Как когда-то Дмитрий Янаков настойчиво заставлял Каштана учиться, так теперь и он, Каштан, заставлял учиться Тольку.

Толька уступил настойчивости бригадира и осенью собирался поступать в вуз на инженера-транспортника, заочно, как и Каштан.

Вскоре в дверь постучали.

– Ворвитесь! – крикнул Толька и метнул взгляд на свою лазейку.

Но его опасения оказались преждевременными. К ним пожаловал Иннокентий Кузьмич Гроза. Он поздоровался, сел.

Иннокентий Кузьмич зашел на минуту: нужна была подпись бригадира под соцобязательством. Уже вставая, подмигнул Тольке:

– Что, угомонился наконец?

– В каком смысле? – не понял он.

– Ну, девчат перестал задирать, как в Сибири?

– Запомнили…

– Как же не запомнить? Ведь буквально осаждали меня: извел Груздев, помогите! Чем они тебе так досадили?

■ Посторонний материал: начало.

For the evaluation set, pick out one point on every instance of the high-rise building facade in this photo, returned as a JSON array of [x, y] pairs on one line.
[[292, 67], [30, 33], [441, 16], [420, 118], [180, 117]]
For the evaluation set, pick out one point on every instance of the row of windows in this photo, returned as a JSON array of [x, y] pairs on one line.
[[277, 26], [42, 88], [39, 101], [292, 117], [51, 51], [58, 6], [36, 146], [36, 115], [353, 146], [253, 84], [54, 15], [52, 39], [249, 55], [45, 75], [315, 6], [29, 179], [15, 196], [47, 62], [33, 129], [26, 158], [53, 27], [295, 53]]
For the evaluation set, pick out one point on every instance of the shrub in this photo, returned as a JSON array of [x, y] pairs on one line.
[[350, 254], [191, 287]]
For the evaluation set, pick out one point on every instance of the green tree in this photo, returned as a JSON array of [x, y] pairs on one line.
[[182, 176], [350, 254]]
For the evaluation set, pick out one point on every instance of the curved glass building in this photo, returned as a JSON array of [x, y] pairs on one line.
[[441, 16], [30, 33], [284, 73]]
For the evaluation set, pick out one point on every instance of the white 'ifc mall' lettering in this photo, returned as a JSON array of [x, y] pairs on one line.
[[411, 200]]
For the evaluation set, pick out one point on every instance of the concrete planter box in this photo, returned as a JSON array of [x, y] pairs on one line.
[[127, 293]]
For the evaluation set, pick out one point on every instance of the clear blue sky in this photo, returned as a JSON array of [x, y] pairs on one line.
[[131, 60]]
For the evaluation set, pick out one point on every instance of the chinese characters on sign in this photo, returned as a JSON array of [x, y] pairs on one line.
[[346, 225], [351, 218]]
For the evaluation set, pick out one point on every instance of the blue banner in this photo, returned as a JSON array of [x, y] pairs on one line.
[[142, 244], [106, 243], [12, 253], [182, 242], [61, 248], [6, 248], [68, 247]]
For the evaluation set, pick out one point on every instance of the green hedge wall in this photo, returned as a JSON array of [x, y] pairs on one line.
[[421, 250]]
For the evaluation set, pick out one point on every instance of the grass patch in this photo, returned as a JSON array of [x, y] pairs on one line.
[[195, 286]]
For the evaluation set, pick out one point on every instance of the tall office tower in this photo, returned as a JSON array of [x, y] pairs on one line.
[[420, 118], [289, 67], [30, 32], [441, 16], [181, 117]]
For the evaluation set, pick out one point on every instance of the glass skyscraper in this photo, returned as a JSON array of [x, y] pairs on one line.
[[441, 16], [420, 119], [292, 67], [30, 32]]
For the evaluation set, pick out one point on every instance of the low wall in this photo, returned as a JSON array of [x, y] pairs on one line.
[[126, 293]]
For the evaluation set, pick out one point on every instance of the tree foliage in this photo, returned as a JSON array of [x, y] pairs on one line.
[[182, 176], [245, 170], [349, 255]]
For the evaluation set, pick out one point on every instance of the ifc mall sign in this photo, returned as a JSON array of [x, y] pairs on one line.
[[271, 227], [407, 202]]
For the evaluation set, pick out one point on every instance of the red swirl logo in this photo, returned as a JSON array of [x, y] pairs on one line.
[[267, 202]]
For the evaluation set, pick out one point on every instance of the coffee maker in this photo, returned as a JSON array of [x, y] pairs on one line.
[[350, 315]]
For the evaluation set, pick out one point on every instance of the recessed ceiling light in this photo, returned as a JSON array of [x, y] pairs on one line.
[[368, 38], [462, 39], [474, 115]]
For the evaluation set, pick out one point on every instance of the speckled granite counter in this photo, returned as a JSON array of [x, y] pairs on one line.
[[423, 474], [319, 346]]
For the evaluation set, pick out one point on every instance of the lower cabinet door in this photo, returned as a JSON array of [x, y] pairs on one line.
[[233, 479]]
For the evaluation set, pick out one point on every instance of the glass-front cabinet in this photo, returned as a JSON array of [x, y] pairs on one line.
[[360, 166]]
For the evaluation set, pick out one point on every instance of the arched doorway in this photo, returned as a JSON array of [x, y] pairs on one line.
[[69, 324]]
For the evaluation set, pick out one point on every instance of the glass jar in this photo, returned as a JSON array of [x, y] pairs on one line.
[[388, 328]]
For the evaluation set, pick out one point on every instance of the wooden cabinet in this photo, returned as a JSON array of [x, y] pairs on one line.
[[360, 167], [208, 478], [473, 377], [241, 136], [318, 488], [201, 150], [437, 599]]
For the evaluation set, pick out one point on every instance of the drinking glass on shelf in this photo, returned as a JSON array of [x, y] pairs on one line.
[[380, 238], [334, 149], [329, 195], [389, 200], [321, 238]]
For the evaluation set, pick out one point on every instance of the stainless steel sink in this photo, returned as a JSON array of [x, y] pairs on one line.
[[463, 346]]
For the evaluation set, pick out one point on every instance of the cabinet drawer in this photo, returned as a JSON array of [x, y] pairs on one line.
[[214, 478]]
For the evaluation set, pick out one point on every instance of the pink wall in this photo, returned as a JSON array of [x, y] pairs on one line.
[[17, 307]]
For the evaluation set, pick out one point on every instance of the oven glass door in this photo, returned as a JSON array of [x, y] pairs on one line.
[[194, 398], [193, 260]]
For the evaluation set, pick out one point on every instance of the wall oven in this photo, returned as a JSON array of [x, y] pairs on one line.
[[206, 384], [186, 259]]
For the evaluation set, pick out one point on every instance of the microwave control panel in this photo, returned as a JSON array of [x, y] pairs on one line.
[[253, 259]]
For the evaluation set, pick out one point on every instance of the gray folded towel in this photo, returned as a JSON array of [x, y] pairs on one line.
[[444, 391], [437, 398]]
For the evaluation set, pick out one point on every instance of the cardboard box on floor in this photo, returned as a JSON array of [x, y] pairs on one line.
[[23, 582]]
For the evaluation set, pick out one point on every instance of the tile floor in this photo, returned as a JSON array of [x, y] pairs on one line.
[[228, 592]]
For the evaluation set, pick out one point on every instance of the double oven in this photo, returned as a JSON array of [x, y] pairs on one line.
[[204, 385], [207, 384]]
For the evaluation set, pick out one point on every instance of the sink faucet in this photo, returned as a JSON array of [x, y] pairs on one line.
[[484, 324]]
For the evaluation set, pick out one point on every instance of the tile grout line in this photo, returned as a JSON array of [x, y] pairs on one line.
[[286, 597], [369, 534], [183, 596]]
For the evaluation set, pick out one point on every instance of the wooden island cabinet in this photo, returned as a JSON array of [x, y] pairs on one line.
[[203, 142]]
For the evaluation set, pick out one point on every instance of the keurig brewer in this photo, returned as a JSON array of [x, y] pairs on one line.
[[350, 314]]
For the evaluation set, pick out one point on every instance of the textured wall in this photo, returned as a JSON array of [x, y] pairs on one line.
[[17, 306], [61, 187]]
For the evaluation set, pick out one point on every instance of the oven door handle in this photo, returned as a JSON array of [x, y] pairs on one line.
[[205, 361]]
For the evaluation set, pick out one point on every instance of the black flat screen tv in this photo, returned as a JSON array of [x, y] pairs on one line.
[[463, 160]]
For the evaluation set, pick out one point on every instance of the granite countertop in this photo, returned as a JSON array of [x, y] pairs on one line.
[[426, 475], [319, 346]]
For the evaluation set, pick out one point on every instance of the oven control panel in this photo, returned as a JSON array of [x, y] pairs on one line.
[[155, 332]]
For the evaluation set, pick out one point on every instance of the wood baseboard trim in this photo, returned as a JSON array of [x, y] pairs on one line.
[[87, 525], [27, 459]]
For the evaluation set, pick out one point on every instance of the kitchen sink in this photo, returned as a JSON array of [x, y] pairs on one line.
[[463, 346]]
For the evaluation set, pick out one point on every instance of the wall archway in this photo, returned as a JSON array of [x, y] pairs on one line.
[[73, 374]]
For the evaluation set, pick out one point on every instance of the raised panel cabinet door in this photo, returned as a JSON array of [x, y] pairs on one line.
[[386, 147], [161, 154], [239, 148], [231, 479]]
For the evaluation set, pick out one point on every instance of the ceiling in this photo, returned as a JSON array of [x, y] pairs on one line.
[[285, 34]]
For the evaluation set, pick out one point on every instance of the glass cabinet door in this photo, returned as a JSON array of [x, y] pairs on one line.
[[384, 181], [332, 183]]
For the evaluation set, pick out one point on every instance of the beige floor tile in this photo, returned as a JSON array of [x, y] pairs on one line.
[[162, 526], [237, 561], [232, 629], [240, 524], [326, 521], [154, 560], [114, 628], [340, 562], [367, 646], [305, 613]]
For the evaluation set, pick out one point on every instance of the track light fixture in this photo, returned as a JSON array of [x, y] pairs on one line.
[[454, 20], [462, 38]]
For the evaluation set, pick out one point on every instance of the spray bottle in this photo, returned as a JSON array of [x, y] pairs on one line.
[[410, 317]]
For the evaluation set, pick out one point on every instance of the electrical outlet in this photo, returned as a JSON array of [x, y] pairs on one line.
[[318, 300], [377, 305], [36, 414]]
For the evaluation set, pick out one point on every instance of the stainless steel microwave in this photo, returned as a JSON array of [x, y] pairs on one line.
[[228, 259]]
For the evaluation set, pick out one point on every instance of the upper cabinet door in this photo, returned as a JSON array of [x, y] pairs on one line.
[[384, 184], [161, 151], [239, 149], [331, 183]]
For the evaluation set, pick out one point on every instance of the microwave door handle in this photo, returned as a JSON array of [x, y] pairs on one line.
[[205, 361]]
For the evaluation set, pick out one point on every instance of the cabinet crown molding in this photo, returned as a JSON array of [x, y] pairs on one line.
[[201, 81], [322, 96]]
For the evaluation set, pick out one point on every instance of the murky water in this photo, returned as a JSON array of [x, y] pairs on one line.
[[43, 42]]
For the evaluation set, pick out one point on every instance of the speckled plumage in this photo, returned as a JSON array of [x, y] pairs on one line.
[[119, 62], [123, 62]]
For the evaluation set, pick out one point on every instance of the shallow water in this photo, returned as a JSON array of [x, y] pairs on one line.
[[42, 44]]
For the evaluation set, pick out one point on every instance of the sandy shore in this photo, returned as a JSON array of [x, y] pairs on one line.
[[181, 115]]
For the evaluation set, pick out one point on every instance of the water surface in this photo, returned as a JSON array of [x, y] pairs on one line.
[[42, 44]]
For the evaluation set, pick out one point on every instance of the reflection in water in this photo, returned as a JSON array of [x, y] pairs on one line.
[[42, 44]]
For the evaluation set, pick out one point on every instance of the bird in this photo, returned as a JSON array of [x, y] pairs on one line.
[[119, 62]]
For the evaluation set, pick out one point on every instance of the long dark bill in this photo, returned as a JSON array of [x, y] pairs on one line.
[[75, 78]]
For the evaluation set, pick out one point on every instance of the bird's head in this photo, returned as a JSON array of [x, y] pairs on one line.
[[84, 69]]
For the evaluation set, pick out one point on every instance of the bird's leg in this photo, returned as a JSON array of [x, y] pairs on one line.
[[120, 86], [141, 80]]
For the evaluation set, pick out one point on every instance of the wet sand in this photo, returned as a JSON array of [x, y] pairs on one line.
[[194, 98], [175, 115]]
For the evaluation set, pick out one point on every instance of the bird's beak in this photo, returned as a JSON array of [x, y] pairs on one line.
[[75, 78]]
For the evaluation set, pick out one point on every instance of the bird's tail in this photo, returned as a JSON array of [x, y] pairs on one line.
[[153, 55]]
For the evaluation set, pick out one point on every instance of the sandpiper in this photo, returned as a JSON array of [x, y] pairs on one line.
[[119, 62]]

– Я теперь самостоятельный, – не моргнув глазом ответил Толька. – Детство, понимаете ли, играло. Как и следовало ожидать, прошло. Взрослею! Восемнадцать скоро будет.

– Перебесился, значит? Пора, пора. Вот только уж больно ты речистый!

– Да, поговорить, надо отметить, я не прочь. Таким уж мама родила.

И в эту минуту за окном раздались возбужденные голоса.

В дверь не вошли, а вломились соседки путеукладчиков. Одна из них держала в руке толстый кусок шланга.

– А! И товарищ начальник здесь! Вот и хорошо.

– Здравствуйте! – крикнула та, которая была со шлангом.

– Здравствуйте, товарищи, – сказал Толька. – Проходите, присаживайтесь.